I love to have a tray set out of Christmas cookies and fudge for everyone to enjoy!
Looking for more fudge recipes? Check these out!
- Easy Peanut butter fudge
- White Chocolate Peppermint Fudge
- Salted Caramel Chocolate Fudge
- Easy Chocolate Fudge
- Peppermint Fudge
- Strawberry Fudge
Tips for making Chocolate Nutella Fudge
Bring the ingredients to room temperature. If you store Nutella in the fridge you need to make sure you set it on the counter and bring it to room temperature. The same goes for the butter.
Use a high quality cocoa bittersweet chocolate chips. They are normally a little bit more expensive then the other brands but it makes a HUGE difference in the quality of your fudge.

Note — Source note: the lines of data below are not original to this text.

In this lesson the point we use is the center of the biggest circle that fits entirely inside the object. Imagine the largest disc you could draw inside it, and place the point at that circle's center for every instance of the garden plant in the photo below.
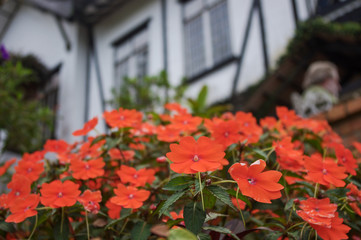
(179, 176)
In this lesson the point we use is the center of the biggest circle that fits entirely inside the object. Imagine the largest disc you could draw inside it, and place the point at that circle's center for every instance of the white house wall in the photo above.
(36, 32)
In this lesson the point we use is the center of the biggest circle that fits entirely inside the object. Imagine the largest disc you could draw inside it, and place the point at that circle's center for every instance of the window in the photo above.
(131, 55)
(206, 33)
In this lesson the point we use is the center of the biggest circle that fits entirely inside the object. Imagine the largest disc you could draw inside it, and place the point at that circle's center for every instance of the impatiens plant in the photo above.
(178, 176)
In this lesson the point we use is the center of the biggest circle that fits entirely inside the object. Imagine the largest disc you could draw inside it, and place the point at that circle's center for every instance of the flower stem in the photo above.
(200, 188)
(239, 208)
(62, 220)
(87, 224)
(36, 223)
(224, 181)
(316, 190)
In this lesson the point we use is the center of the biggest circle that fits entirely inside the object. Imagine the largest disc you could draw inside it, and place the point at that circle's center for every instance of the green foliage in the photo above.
(152, 92)
(194, 217)
(22, 117)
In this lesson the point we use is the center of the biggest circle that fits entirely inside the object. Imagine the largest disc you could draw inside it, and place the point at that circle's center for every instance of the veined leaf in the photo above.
(221, 230)
(222, 195)
(140, 231)
(194, 217)
(172, 199)
(178, 183)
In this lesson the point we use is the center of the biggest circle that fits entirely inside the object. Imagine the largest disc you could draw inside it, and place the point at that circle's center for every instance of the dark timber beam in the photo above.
(243, 49)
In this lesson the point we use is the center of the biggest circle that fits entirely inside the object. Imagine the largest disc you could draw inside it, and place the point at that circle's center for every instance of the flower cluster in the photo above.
(159, 175)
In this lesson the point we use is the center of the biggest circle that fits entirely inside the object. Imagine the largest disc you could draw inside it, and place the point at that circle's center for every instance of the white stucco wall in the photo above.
(36, 32)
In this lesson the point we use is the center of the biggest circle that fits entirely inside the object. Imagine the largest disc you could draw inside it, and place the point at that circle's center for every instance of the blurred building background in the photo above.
(228, 45)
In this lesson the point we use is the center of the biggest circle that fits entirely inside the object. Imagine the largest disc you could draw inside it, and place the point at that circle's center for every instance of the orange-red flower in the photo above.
(90, 200)
(317, 211)
(20, 187)
(57, 146)
(191, 156)
(87, 169)
(88, 126)
(335, 231)
(168, 133)
(124, 155)
(114, 210)
(238, 203)
(23, 208)
(186, 123)
(122, 118)
(287, 156)
(6, 166)
(261, 186)
(225, 132)
(136, 177)
(324, 171)
(129, 197)
(31, 170)
(345, 158)
(57, 194)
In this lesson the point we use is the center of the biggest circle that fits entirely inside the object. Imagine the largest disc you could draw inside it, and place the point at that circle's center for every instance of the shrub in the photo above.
(178, 176)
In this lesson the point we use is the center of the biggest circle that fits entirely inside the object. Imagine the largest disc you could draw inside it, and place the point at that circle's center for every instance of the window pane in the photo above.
(121, 71)
(192, 8)
(142, 64)
(220, 32)
(194, 43)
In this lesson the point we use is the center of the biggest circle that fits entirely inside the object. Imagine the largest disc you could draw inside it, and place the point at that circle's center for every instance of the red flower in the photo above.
(123, 118)
(88, 126)
(336, 231)
(6, 166)
(345, 158)
(125, 155)
(325, 171)
(23, 208)
(57, 194)
(20, 187)
(134, 177)
(31, 170)
(186, 123)
(114, 210)
(317, 211)
(168, 133)
(192, 156)
(90, 200)
(261, 186)
(287, 156)
(57, 146)
(238, 203)
(129, 197)
(87, 169)
(225, 132)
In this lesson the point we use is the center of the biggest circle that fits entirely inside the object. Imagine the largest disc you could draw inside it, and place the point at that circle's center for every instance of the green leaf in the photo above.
(181, 234)
(222, 195)
(194, 217)
(140, 231)
(126, 212)
(209, 199)
(203, 236)
(172, 199)
(178, 183)
(58, 233)
(7, 227)
(289, 204)
(221, 230)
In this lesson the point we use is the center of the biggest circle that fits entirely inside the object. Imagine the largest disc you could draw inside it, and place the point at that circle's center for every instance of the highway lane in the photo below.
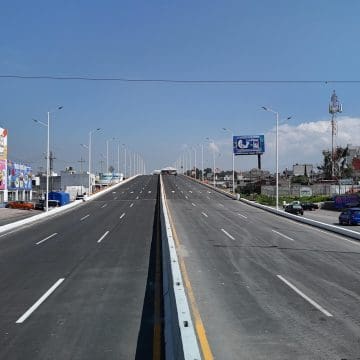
(266, 287)
(91, 265)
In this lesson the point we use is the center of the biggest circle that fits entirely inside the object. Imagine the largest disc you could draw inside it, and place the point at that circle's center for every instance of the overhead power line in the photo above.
(174, 81)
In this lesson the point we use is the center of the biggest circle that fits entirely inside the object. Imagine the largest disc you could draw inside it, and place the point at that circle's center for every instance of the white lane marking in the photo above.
(102, 238)
(286, 237)
(86, 216)
(39, 302)
(312, 302)
(227, 234)
(49, 237)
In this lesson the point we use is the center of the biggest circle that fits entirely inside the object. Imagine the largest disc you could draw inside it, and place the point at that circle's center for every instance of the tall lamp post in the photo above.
(233, 155)
(47, 153)
(212, 141)
(277, 151)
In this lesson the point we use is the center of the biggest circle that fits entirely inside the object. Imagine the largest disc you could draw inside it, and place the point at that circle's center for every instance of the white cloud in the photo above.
(301, 143)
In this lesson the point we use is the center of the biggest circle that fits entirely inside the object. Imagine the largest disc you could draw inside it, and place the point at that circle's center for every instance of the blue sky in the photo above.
(182, 40)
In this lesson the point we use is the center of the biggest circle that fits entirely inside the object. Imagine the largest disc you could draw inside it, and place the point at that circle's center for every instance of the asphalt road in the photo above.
(76, 286)
(265, 287)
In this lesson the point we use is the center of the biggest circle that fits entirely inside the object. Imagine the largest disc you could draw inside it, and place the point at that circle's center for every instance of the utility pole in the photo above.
(334, 107)
(81, 161)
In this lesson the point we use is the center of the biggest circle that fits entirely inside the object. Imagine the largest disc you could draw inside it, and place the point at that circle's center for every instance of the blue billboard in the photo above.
(249, 144)
(19, 176)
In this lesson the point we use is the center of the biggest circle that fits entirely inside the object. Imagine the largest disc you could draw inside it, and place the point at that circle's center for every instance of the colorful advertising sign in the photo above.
(19, 176)
(3, 176)
(249, 144)
(3, 144)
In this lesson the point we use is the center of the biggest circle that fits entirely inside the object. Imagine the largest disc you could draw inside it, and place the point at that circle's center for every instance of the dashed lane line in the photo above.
(47, 238)
(299, 292)
(39, 302)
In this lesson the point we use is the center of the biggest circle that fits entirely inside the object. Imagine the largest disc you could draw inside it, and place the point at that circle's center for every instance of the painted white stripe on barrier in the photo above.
(39, 302)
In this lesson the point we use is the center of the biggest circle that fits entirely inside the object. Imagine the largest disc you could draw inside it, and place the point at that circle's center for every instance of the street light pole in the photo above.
(47, 153)
(277, 151)
(209, 139)
(233, 156)
(90, 132)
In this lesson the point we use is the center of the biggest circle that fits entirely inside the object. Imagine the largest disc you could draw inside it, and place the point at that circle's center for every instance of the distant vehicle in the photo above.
(81, 197)
(63, 198)
(39, 205)
(294, 209)
(20, 205)
(309, 206)
(350, 216)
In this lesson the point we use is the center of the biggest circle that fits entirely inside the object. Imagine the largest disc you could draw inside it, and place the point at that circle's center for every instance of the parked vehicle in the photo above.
(309, 206)
(20, 205)
(294, 209)
(63, 198)
(350, 216)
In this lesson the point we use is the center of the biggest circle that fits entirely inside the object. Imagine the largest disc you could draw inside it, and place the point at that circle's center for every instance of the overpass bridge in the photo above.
(89, 283)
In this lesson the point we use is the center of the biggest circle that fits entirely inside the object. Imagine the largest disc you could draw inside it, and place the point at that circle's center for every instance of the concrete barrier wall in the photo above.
(179, 333)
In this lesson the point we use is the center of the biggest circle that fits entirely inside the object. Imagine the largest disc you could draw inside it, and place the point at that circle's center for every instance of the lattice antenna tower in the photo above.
(334, 107)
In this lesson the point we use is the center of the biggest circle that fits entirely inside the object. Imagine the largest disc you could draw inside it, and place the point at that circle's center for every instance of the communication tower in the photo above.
(334, 107)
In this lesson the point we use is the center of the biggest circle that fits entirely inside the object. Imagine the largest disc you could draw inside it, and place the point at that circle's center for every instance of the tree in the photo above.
(341, 168)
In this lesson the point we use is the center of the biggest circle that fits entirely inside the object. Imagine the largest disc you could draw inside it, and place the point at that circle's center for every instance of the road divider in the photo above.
(179, 333)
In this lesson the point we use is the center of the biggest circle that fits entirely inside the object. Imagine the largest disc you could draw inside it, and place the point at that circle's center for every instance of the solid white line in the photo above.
(102, 238)
(312, 302)
(49, 237)
(39, 302)
(286, 237)
(227, 234)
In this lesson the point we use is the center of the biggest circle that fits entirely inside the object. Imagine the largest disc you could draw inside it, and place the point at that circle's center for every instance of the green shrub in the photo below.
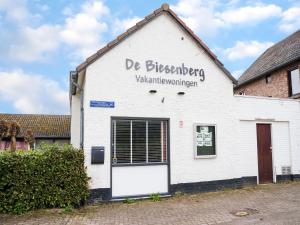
(52, 176)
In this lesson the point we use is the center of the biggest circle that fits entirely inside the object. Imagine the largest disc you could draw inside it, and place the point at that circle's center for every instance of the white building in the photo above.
(160, 106)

Leave extra parchment paper on the edges of the baking dish when you line it. This will help with removing the fudge from the pan when it is done.

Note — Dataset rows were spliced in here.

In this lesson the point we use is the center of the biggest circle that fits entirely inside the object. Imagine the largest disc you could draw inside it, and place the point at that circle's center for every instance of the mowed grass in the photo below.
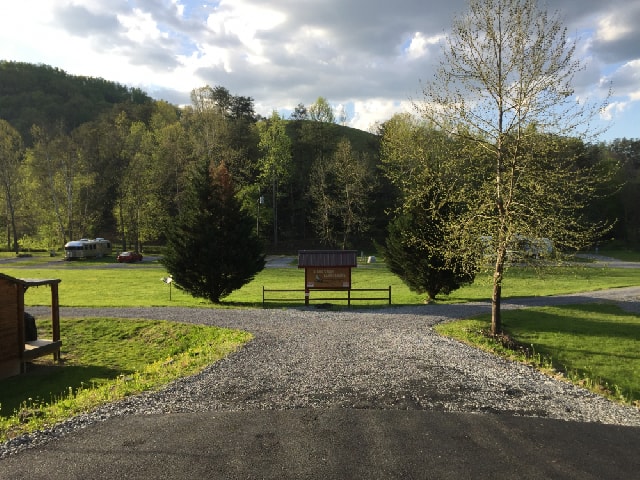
(104, 360)
(593, 345)
(105, 284)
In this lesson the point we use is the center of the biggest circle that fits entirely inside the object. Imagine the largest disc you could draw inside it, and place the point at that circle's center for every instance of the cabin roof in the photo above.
(30, 282)
(327, 258)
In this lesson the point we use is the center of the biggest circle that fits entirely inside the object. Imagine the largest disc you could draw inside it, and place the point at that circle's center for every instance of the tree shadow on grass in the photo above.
(46, 381)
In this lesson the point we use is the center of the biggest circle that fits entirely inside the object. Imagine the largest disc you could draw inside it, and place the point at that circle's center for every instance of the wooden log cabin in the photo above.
(15, 349)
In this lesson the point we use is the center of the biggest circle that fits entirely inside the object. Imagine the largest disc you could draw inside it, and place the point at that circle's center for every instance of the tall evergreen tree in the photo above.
(212, 248)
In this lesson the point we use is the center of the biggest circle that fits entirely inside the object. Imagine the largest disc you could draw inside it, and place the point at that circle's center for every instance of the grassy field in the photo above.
(103, 283)
(104, 360)
(107, 359)
(595, 345)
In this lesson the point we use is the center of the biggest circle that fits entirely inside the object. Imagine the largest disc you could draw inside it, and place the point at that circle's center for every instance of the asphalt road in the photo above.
(334, 444)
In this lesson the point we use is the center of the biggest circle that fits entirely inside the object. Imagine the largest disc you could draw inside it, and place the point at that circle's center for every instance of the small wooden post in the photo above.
(55, 318)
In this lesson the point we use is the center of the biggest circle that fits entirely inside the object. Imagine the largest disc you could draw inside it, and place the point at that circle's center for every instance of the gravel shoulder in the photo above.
(389, 359)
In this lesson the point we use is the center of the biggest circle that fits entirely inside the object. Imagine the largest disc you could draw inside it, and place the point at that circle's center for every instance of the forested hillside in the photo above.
(99, 159)
(40, 94)
(86, 157)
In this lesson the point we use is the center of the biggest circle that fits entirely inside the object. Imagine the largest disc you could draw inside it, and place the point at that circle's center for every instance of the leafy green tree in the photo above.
(11, 152)
(504, 85)
(321, 111)
(340, 190)
(63, 180)
(413, 251)
(212, 248)
(416, 162)
(275, 164)
(299, 113)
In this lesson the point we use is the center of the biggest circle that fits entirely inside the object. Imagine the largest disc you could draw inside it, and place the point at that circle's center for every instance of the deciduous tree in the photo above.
(11, 152)
(505, 85)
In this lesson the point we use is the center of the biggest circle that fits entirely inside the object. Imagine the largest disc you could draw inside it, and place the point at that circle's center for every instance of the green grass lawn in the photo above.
(106, 359)
(141, 284)
(595, 345)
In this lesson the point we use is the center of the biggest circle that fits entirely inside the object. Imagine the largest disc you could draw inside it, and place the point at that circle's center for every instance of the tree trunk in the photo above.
(496, 297)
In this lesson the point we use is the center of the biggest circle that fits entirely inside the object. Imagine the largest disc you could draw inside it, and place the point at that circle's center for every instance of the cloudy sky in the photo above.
(364, 56)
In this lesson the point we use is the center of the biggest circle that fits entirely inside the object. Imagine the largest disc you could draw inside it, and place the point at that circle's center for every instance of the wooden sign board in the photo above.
(328, 277)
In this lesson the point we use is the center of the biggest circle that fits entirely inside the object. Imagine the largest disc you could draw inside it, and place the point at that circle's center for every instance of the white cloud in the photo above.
(368, 55)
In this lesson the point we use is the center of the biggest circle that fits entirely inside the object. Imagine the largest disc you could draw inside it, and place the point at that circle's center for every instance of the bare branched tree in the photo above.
(504, 87)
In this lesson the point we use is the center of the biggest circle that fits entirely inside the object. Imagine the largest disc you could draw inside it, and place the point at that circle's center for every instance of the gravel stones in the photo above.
(382, 359)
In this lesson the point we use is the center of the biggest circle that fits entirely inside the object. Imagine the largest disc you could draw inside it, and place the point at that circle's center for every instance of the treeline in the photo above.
(120, 173)
(83, 157)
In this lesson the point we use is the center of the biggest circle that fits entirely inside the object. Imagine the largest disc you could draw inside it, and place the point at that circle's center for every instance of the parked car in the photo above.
(129, 257)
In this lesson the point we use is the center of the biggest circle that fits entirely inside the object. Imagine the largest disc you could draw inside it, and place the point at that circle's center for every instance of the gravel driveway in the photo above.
(388, 359)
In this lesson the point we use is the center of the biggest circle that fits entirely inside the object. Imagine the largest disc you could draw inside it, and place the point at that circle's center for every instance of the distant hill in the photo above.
(41, 94)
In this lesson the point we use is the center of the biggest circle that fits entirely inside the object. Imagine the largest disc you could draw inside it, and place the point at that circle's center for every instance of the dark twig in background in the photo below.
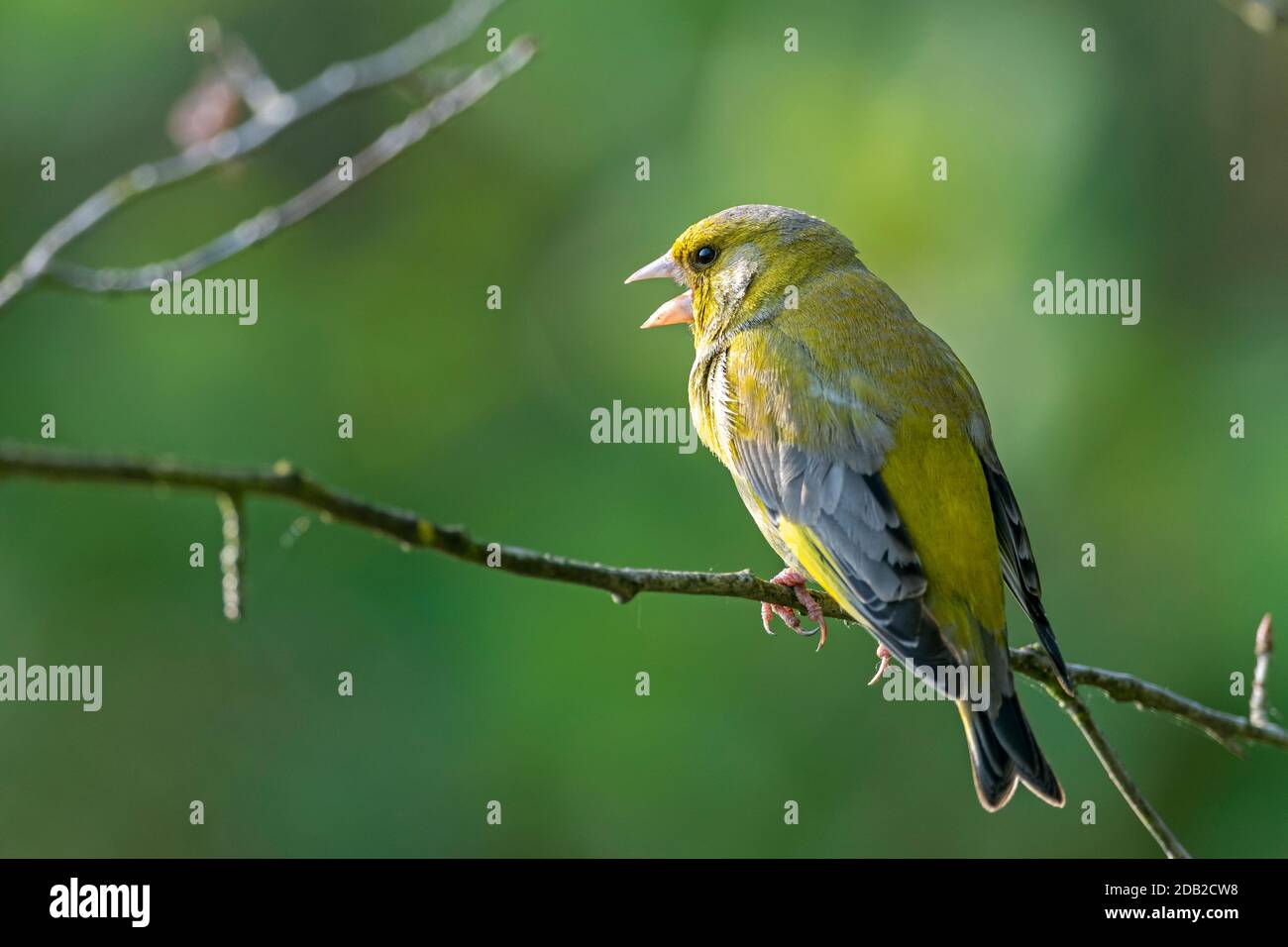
(411, 530)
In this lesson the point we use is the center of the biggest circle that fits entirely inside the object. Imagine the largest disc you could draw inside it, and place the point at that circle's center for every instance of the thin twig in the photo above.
(232, 557)
(267, 120)
(1262, 647)
(408, 528)
(1117, 772)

Let the fudge cool completely. I know it is tempting to get your hands on fudge asap, but it is very important that you let this fudge set completely before cutting into it.
Chocolate Nutella Fudge Ingredients
- Butter, for greasing pan
- 14 ounces sweetened condensed milk
- 1 tsp vanilla extract
- 8 ounces high-quality bittersweet (60% cacao) chocolate chips
- 1 cup Nutella
- 3 tbsp unsalted butter, cut into 1/2-inch pieces
- 1/2 – 1 teaspoon course Sea salt
How to Make Chocolate Nutella Fudge
Bring the Nutella and 3 tablespoons of butter to room temperature.

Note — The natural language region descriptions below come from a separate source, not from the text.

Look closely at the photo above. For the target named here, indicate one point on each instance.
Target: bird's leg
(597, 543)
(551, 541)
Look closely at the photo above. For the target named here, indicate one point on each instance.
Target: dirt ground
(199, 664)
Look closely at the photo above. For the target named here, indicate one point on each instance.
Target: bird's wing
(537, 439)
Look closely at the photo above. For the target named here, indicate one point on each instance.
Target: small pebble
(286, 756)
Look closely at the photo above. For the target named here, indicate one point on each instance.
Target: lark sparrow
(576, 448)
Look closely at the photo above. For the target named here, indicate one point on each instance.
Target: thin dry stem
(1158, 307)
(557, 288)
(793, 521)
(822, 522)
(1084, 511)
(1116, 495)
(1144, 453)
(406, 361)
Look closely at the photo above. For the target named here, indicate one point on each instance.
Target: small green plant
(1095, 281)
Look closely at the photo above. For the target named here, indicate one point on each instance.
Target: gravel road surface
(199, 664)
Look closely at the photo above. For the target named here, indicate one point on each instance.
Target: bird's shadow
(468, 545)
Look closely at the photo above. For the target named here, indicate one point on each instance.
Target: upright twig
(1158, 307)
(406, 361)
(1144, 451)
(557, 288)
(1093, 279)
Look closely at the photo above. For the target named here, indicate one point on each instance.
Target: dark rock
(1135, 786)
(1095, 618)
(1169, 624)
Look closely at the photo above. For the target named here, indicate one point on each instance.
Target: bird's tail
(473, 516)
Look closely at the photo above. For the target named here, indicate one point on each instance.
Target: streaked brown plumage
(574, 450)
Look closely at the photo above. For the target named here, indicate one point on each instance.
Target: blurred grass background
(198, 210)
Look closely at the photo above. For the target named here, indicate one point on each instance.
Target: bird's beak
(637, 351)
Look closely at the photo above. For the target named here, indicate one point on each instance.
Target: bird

Grease the bottom and sides of an 8- by 8-inch baking pan with butter and then line the pan with parchment paper. Leave a 2-inch overlap on the sides of the pan and set the pan aside.
In a medium sized bowl, add the sweetened condensed milk, vanilla extract, bittersweet chocolate chips, Nutella, and butter. Mix everything together well.
Set up the double-boiler by setting the bowl filled with the ingredients on top of pot of gently simmering water. The water level should be low enough that the bottom of the bowl does not touch the water.
Stir everything until the chocolate chips are melted and the mixture is smooth. This will take 5 to 7 minutes, be sure to keep stirring so that all of the mixture melts evenly.
Using a rubber spatula and scrape the mixture into the prepared pan, spread the top smooth with the spatula.
Once smooth, sprinkle with the sea salt.
Place baking dish in the fridge and refrigerate until the fudge is firm. Refrigerate for at least 2 hours.
After the fudge is set, run a knife under hot water, dry it off, and run it around the edges of the pan to loosen the fudge.
Using the overhanging parchment paper, lift the fudge out of the pan.
Carefully peel off the parchment paper.
Cut the fudge into 3/4-inch squares. You will have about 50 3/4-inch squares
Store in the refrigerator in an airtight container or wrapped well in plastic wrap and foil.
Nutella Fudge with Sea Salt
- Grease the bottom and sides of an 8- by 8-inch baking pan with butter. Line the pan with parchment paper, leaving a 2-inch overlap on the sides.
- In a medium glass or stainless steel bowl, stir together sweetened condensed milk, vanilla, bittersweet chocolate chips, Nutella, and butter.
- Form a double-boiler by setting the bowl on a medium pot of gently simmering water. The water level should be low enough that the bottom of the bowl does not touch the water. Stir until the chocolate chips are melted and the mixture is smooth, 5 to 7 minutes.
- Scrape the mixture into the prepared pan, spread the top smooth with a spatula, and sprinkle with sea salt. Refrigerate until the fudge is firm, at least 2 hours.
- Run a knife under hot water, dry it off, and run it around the edges of the pan to loosen the fudge. Using the overhanging parchment paper, lift the fudge out. Peel off the parchment paper. Cut the fudge into 3/4-inch squares. Store in the refrigerator in an airtight container or wrapped well in plastic wrap and foil.